本を読むことについて考えるー読む楽しさー
「どうして本を読むんですか?」
行きつけの接骨院の先生に聞かれて、戸惑ってしまった。
「ボク、あんまり読書しないんですよね。楽しさを教えてください!」
四十代前半の、絵に描いたような体育会系好青年の先生は、丸椅子に腰かけた私の背後に立って肩をぎゅうぎゅうと揉みながら、無邪気に問うてくる。
どうして?楽しさ?
改めて聞かれてみると、正直よくわからない。しかし、いつまでも黙っているわけにもいかないので、私はしどろもどろに答える。
「そのぉ・・・、世界とつながる方法として、読書が私に合ってるというか・・・」
「ほうほう!」
「読んだ内容について自分がなにを考えるかによって、自分自身を確認しているというか・・・。」
「なるほど!」
先生の手がすうっと首筋に動き、ツボをぐりぐりと刺激し始める。ズーンと痛みが響いて私は黙ってしまう。
「わかるような気がします!」
・・・たぶんわかってないよな。ここで前回書いたようなラッコの話などしたところで、余計混乱を招いてしまう。
「ボクも友達に勧められて、たまーに読むこともあるんですけど」
と先生が自分の読書体験を語り始めたので、聞き役に回る。質問から解放されてほっと胸を撫でおろしつつ。
「おもしろいなーって熱中して読んで、あっという間に時間がたっちゃうみたいな、ちょっと旅してきたみたいな、おもしろさありますよねー」
確かに。あまり読まないという割にはわかっているのでは。
私の場合は、おもしろいなーって熱中して読む、というよりは、文章の中になにかを探りながら慎重に読むことのほうが多い。一文一文、自分の感覚に重ね合わせたり変換したりしながら、物語をほぐして自分に取り込む。主人公と考え方が合わなくても別にいいし、理解に苦しむ状況であってもいい。「なんだこりゃー」と思いながらも、「なんだこりゃー」と思っている自分が発見できたことが収穫になる。
読み終わったあと、ふとした瞬間に物語と自分がつながるような感覚になって、「もしかしてこの感覚を描くための小説だったのでは」と、あれこれ思いにふけるのも楽しい。実は、読んでいる時間よりも、読後のあれこれ時間のほうが重要だったりする。あれこれ考えていたことが、また別の小説で描かれていて、思わぬ答え合わせができることもある。「やっぱりそういうことだったんだ」と、新たな世界の入り口を発見できたような気持ちになる。
「最後、ばんざいしていきまーす」
考えているうちにマッサージが終わりに近づいていた。先生の手に誘導されながら思い切り万歳をする。ゴリゴリゴリゴリと両肩の関節が鳴って「すごいですねー」と先生と笑い合う。
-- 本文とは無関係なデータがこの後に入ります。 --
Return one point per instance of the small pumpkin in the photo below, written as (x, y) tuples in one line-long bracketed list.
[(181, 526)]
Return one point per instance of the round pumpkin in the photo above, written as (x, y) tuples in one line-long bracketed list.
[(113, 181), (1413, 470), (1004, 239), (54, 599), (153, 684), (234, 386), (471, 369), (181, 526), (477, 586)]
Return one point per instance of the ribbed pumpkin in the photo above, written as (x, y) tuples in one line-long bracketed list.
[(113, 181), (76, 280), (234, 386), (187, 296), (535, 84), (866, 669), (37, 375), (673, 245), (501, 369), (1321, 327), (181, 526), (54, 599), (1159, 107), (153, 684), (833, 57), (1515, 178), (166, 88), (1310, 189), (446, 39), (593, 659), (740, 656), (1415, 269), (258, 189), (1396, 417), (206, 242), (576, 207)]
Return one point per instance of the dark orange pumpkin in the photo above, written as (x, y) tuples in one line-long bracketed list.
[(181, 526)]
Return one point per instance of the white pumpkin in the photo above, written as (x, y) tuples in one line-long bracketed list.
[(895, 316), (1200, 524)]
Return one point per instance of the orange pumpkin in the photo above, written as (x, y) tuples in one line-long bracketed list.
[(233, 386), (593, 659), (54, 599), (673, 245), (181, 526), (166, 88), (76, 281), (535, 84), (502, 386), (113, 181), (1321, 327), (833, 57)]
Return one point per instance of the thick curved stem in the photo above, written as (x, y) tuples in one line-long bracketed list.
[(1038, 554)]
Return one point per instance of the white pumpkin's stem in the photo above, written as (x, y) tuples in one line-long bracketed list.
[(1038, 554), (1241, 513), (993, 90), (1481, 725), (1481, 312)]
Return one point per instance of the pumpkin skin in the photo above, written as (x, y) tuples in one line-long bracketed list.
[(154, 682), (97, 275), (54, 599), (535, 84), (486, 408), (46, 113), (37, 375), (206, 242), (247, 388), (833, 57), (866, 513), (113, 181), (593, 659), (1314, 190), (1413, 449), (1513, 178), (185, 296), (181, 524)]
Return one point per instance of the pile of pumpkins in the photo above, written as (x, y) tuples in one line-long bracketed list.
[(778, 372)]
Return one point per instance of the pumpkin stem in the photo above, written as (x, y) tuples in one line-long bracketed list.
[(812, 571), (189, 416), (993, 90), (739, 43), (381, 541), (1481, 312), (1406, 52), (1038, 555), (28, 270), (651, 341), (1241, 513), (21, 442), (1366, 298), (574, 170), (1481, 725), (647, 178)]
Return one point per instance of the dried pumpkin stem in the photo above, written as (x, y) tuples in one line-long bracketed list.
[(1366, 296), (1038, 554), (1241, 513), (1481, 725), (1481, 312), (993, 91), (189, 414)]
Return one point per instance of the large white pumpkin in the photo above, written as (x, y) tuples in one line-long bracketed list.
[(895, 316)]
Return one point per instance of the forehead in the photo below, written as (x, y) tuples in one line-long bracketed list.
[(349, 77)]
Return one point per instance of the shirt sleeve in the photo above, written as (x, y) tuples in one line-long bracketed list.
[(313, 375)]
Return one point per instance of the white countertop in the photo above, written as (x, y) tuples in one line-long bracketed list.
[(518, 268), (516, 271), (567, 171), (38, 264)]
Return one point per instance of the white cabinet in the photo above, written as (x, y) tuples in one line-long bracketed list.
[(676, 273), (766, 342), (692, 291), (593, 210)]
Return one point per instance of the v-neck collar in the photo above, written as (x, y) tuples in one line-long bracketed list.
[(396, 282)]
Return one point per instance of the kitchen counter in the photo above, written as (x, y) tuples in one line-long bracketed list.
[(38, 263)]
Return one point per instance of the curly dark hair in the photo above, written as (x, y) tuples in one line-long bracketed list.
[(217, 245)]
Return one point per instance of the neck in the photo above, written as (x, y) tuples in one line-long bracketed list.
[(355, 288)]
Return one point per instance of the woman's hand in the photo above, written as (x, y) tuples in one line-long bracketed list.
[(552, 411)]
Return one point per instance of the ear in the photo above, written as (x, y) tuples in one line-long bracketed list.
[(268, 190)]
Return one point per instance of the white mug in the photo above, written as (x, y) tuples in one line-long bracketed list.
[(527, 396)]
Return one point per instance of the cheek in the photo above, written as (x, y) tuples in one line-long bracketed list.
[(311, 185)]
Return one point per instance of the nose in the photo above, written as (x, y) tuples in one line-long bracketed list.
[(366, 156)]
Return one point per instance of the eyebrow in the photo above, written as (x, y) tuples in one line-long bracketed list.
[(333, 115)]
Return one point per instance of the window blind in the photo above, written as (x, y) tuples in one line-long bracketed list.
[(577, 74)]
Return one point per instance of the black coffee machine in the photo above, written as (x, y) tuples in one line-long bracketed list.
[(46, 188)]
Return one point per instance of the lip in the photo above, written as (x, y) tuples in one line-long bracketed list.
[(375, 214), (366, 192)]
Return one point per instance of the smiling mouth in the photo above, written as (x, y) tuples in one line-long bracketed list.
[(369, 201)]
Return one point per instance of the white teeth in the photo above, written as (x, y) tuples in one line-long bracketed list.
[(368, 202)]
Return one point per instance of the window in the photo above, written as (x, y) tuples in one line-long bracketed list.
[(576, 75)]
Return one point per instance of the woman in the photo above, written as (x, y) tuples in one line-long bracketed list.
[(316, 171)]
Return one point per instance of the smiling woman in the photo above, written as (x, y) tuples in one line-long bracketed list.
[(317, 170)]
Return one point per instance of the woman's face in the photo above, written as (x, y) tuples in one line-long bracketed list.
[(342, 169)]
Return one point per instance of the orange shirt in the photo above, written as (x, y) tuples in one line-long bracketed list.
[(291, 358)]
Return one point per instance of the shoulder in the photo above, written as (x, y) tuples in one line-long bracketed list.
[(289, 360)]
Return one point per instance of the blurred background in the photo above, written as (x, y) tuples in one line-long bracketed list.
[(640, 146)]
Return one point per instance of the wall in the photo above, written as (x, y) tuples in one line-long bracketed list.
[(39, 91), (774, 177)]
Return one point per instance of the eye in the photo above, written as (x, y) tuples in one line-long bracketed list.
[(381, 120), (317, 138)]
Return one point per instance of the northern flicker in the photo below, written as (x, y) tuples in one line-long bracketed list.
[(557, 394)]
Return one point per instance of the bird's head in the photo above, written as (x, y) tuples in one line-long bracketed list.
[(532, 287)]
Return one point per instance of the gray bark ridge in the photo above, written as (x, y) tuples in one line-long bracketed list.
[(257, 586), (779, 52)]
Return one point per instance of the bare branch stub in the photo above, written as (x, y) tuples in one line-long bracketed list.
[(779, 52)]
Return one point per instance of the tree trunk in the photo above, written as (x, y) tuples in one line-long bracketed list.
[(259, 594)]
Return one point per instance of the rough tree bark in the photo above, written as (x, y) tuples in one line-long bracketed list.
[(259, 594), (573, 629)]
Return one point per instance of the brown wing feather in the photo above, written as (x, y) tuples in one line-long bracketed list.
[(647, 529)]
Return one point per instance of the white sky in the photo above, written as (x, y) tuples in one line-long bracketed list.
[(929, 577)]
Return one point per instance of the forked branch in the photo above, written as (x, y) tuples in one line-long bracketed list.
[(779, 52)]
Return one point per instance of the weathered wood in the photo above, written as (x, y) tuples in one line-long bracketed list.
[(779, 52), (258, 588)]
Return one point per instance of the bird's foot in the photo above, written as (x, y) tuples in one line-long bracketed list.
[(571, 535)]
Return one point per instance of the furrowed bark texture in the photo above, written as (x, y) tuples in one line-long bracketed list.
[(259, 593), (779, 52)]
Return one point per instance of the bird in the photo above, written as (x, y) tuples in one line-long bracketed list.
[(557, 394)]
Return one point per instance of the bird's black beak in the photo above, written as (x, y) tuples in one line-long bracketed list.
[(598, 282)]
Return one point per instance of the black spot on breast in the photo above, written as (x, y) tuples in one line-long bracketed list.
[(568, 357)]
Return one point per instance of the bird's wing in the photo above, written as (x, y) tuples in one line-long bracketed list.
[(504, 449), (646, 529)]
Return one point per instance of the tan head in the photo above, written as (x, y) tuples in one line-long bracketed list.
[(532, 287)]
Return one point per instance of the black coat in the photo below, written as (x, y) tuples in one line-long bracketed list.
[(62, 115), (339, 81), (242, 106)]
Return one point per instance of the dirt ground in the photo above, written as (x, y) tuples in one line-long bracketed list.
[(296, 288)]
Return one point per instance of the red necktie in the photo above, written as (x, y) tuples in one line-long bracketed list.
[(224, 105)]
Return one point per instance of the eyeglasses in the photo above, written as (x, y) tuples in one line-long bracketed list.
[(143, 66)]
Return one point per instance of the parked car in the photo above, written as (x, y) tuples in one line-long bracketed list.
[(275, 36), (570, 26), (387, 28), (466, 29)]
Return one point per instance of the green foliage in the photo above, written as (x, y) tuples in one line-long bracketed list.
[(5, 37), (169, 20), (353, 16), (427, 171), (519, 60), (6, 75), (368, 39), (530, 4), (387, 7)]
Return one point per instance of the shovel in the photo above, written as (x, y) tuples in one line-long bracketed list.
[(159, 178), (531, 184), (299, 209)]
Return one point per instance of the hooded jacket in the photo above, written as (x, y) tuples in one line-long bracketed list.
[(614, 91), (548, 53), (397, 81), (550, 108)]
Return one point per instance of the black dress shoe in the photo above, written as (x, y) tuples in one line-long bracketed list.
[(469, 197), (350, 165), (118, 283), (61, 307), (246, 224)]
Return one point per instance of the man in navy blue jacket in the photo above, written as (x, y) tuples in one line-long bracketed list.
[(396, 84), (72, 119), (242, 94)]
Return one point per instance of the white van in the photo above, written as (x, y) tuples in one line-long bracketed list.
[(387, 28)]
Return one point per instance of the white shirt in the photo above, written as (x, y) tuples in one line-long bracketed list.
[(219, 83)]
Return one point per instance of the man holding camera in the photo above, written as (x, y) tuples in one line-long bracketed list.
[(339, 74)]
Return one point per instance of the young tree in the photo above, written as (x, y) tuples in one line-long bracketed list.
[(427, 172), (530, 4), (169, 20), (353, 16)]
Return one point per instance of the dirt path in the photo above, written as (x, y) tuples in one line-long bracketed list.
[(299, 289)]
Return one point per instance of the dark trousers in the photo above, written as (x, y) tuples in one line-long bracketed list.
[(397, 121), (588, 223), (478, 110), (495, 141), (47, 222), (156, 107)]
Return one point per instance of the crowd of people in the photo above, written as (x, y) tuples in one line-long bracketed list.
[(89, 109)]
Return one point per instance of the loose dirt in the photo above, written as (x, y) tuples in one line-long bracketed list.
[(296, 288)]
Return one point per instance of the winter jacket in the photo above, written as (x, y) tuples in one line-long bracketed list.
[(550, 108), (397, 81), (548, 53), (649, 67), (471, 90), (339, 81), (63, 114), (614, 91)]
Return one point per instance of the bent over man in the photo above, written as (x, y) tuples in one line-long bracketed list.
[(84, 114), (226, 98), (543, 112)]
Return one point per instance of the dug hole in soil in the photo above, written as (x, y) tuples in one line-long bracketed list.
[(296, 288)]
私の肩にかけていたタオルを外し「はい、いいですよー」とマッサージの終わりを告げる。
「ボクももっと本を読んでみますね!」
「はい」と答えながら、この人は本を読まなくても世界とつながっていける人なのでは、と私は勝手に思ってしまう。
世界とつながる方法はなんだっていい。スポーツが好きな人ならば、体を動かすことでつながるんだろうし、人と話すことが好きな人は、会話の中で自分を見つけられるんだろう。ゲームだって、仕事だって、きっとなんでもいい。そんなことを考えなくっても、無意識につながっている人のほうが、多いのかもしれないとも思う。
「たまーにでいいです。本当に読みたいと思ったときに。無理には勧めません」
お会計をしながら心の中で伝える。
「お大事に」と送り出されて、重たいドアをそろりとくぐった。
空は夕暮れを過ぎて夜に突入しようとしている。湿った空気が鼻先をかすめて、なにかの感覚がよみがえりそうになった。今読んでいるあの本の、あの一文かもしれない。私はかばんの上から、中に入っている本をそっと撫でた。